Medicaid is a federal-state partnership to provide health care to two distinct populations: low-income individuals who are predominantly women and children; and aged, blind, and disabled individuals who require long-term care. While the federal government provides a majority of the funding for Medicaid in Texas, federal program rules are co-opting a growing share of Texas’ general revenue funds and crowding out other state functions such as education and public safety.
“This session, we are seeing the tug of war between education and Medicaid for limited state funds,” Wohlgemuth said. “If we do not reform Medicaid this session, it will require between $10 billion and $14 billion in additional state revenues two years from now.”
The Foundation’s TexHealth proposal would reform Medicaid along free market principles, converting the program in Texas from a defined benefit to a defined contribution for the purchase of health insurance. TexHealth would subsidize the costs of the insurance premium in the private market, providing support for individuals on a sliding scale tied to the individual’s income and assets. The state’s role would shift from that of a benefit provider to one of determining eligibility through a simplified application and then allowing individuals to select an insurance provider.
“By switching to a premium subsidy, TexHealth will provide better access to health care services and be available to potentially 4 million more individuals than currently served,” Wohlgemuth said. “Not only can TexHealth provide better health care, but we can do it at a lower cost to taxpayers.”
For long-term care benefits, all current recipients of long-term services and support would be grandfathered at the current eligibility level. However, the TexHealth model would apply a more stringent income and assets test to subsequent enrollees, as well as close a legal loophole that allows wealthier individuals to shift assets in order to be eligible for the low-income safety net.
“We want to make sure that our aged or disabled Texans know that the services they currently receive will continue uninterrupted,” Wohlgemuth said.
The report outlines three options through which Texas can gain control of its federal Medicaid funds and effect the transition to TexHealth:
– An interstate compact. The ideal method of financing available to Texas involves entering into an interstate compact stipulating receipt of the aggregated amount of funding that Texas received in 2010 from the federal government with allowance in the formula for inflation and population changes. Because the outlined plan would spend money more efficiently and provide better service to low-income people, Texas could go a step further and take only 95 percent of the aggregated amount of funding. The proposed plan will be budget-neutral but more likely budget-positive for both Texas and the federal government.

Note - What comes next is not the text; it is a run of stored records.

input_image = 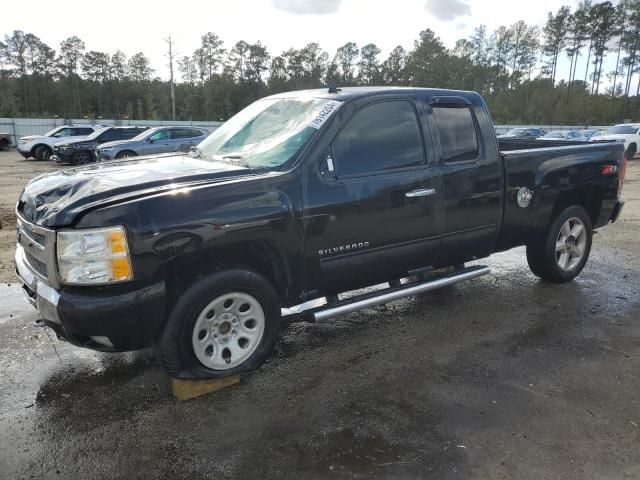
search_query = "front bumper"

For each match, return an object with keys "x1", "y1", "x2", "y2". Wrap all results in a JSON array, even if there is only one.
[
  {"x1": 609, "y1": 202, "x2": 624, "y2": 223},
  {"x1": 17, "y1": 143, "x2": 31, "y2": 158},
  {"x1": 15, "y1": 245, "x2": 166, "y2": 351}
]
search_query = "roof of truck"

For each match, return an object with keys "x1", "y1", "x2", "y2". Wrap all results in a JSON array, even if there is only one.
[{"x1": 272, "y1": 87, "x2": 474, "y2": 101}]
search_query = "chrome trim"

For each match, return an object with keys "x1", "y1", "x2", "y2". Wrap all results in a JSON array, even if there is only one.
[
  {"x1": 404, "y1": 188, "x2": 436, "y2": 198},
  {"x1": 16, "y1": 210, "x2": 60, "y2": 288},
  {"x1": 311, "y1": 266, "x2": 491, "y2": 322}
]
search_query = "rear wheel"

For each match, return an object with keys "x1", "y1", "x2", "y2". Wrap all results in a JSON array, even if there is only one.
[
  {"x1": 116, "y1": 150, "x2": 137, "y2": 160},
  {"x1": 527, "y1": 206, "x2": 593, "y2": 283},
  {"x1": 33, "y1": 145, "x2": 53, "y2": 160},
  {"x1": 156, "y1": 270, "x2": 280, "y2": 378}
]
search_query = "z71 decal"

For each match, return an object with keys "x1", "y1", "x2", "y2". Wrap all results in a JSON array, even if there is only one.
[{"x1": 318, "y1": 242, "x2": 369, "y2": 257}]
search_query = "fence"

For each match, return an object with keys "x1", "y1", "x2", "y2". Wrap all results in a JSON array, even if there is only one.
[{"x1": 0, "y1": 118, "x2": 222, "y2": 145}]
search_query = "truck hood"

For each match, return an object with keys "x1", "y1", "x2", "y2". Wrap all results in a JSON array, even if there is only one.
[
  {"x1": 17, "y1": 154, "x2": 256, "y2": 227},
  {"x1": 20, "y1": 135, "x2": 49, "y2": 142}
]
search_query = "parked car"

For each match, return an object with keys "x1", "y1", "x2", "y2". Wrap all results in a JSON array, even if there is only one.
[
  {"x1": 498, "y1": 128, "x2": 545, "y2": 138},
  {"x1": 597, "y1": 123, "x2": 640, "y2": 157},
  {"x1": 18, "y1": 125, "x2": 104, "y2": 160},
  {"x1": 589, "y1": 130, "x2": 606, "y2": 142},
  {"x1": 96, "y1": 127, "x2": 209, "y2": 161},
  {"x1": 53, "y1": 126, "x2": 149, "y2": 165},
  {"x1": 15, "y1": 87, "x2": 626, "y2": 378},
  {"x1": 538, "y1": 130, "x2": 588, "y2": 142},
  {"x1": 580, "y1": 130, "x2": 598, "y2": 140},
  {"x1": 0, "y1": 132, "x2": 11, "y2": 152}
]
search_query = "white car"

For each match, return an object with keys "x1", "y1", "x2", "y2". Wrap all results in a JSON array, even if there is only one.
[
  {"x1": 18, "y1": 125, "x2": 104, "y2": 160},
  {"x1": 537, "y1": 130, "x2": 589, "y2": 142},
  {"x1": 593, "y1": 123, "x2": 640, "y2": 156}
]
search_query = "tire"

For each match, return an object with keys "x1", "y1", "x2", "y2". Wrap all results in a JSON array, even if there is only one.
[
  {"x1": 155, "y1": 270, "x2": 281, "y2": 379},
  {"x1": 33, "y1": 145, "x2": 53, "y2": 161},
  {"x1": 624, "y1": 143, "x2": 638, "y2": 160},
  {"x1": 71, "y1": 150, "x2": 93, "y2": 166},
  {"x1": 116, "y1": 150, "x2": 138, "y2": 160},
  {"x1": 527, "y1": 206, "x2": 593, "y2": 283}
]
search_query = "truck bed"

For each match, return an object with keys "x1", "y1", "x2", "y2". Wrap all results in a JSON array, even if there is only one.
[{"x1": 497, "y1": 139, "x2": 624, "y2": 250}]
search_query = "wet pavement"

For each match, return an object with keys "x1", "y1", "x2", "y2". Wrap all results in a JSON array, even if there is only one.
[{"x1": 0, "y1": 156, "x2": 640, "y2": 480}]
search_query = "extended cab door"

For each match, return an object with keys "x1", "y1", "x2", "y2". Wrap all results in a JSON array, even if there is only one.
[
  {"x1": 430, "y1": 97, "x2": 502, "y2": 266},
  {"x1": 304, "y1": 98, "x2": 441, "y2": 294}
]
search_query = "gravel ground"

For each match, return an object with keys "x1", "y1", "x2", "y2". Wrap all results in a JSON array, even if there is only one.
[{"x1": 0, "y1": 153, "x2": 640, "y2": 480}]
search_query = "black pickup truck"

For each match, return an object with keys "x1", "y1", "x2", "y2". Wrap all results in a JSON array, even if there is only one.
[{"x1": 15, "y1": 88, "x2": 625, "y2": 378}]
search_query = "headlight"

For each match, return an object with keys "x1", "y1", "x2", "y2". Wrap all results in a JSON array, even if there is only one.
[{"x1": 57, "y1": 227, "x2": 133, "y2": 285}]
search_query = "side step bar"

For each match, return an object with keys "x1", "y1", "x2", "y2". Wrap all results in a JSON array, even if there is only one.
[{"x1": 302, "y1": 265, "x2": 491, "y2": 322}]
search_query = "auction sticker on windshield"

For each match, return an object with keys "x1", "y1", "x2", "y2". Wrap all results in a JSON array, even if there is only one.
[{"x1": 309, "y1": 100, "x2": 342, "y2": 130}]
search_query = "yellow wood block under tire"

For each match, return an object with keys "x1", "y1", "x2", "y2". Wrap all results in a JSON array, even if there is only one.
[{"x1": 171, "y1": 375, "x2": 240, "y2": 402}]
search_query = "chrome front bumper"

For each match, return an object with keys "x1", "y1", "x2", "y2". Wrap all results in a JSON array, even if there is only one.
[{"x1": 15, "y1": 244, "x2": 61, "y2": 323}]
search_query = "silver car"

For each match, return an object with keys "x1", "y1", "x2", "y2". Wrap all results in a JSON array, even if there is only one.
[{"x1": 96, "y1": 127, "x2": 209, "y2": 162}]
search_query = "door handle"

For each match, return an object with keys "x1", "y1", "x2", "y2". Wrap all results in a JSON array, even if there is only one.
[{"x1": 404, "y1": 188, "x2": 436, "y2": 198}]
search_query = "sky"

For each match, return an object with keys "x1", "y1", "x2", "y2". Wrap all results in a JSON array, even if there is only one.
[{"x1": 0, "y1": 0, "x2": 585, "y2": 78}]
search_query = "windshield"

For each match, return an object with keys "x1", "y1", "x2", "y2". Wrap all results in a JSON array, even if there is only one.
[
  {"x1": 85, "y1": 127, "x2": 111, "y2": 140},
  {"x1": 604, "y1": 125, "x2": 638, "y2": 135},
  {"x1": 197, "y1": 98, "x2": 341, "y2": 169},
  {"x1": 131, "y1": 128, "x2": 158, "y2": 142},
  {"x1": 43, "y1": 125, "x2": 67, "y2": 137}
]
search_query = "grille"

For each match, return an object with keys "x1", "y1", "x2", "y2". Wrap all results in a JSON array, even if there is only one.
[
  {"x1": 21, "y1": 223, "x2": 47, "y2": 247},
  {"x1": 24, "y1": 252, "x2": 47, "y2": 278}
]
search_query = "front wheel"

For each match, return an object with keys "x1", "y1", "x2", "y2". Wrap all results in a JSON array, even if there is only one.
[
  {"x1": 156, "y1": 270, "x2": 280, "y2": 379},
  {"x1": 71, "y1": 150, "x2": 93, "y2": 165},
  {"x1": 527, "y1": 206, "x2": 593, "y2": 283},
  {"x1": 33, "y1": 145, "x2": 53, "y2": 161},
  {"x1": 116, "y1": 150, "x2": 137, "y2": 160}
]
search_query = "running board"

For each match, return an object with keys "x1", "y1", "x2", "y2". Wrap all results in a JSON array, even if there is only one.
[{"x1": 302, "y1": 265, "x2": 491, "y2": 322}]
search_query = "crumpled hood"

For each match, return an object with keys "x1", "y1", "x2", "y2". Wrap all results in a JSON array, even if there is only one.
[
  {"x1": 55, "y1": 138, "x2": 96, "y2": 147},
  {"x1": 100, "y1": 139, "x2": 133, "y2": 150},
  {"x1": 18, "y1": 154, "x2": 255, "y2": 227}
]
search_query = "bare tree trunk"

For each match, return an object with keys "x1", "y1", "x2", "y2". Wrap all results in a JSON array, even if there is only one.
[
  {"x1": 584, "y1": 41, "x2": 593, "y2": 83},
  {"x1": 164, "y1": 35, "x2": 176, "y2": 120}
]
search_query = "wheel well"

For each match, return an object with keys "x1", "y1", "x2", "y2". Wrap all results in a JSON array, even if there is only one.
[
  {"x1": 116, "y1": 149, "x2": 138, "y2": 157},
  {"x1": 549, "y1": 187, "x2": 602, "y2": 225},
  {"x1": 166, "y1": 242, "x2": 290, "y2": 308}
]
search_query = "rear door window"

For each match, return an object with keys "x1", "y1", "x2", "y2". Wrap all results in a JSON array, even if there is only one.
[
  {"x1": 332, "y1": 100, "x2": 424, "y2": 177},
  {"x1": 51, "y1": 127, "x2": 73, "y2": 138},
  {"x1": 71, "y1": 128, "x2": 93, "y2": 137},
  {"x1": 173, "y1": 128, "x2": 196, "y2": 138},
  {"x1": 433, "y1": 106, "x2": 478, "y2": 163}
]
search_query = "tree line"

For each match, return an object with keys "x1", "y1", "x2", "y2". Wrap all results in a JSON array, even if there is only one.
[{"x1": 0, "y1": 0, "x2": 640, "y2": 125}]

– Placement of Texas’ Medicaid population into a health insurance exchange. If Texas no longer operates a Medicaid program, the federal government has obligated itself to fully fund insurance for those whose incomes are below the federal poverty limit. Texas would then use the general revenue funds it had previously used for Medicaid to provide wrap-around benefits for long-term care to the aged and disabled. While this is the most easily achieved option in the short term, the long term financing of health care through this model may provide cause for concern.
– Section 1115 waiver. This waiver – named after a provision of the Social Security Act – would allow Texas to test policy innovations for five years, so long as the proposed reforms demonstrate no additional cost to the federal government and are approved by the Centers for Medicare and Medicaid, the Office of Management and Budget, and the U.S. Secretary of Health and Human Services. Texas used an 1115 waiver in the mid-1990s to implement welfare reform, which inspired the federal government to incorporate Texas’ successful principles on a national basis.
The Honorable Arlene Wohlgemuth is the Executive Director and Director of the Center for Health Care Policy at the Texas Public Policy Foundation, a non-profit, free-market research institute based in Austin. She served 10 years in the Texas House of Representatives, specializing in health care issues.
The Texas Public Policy Foundation is a non-profit, free-market research institute based in Austin.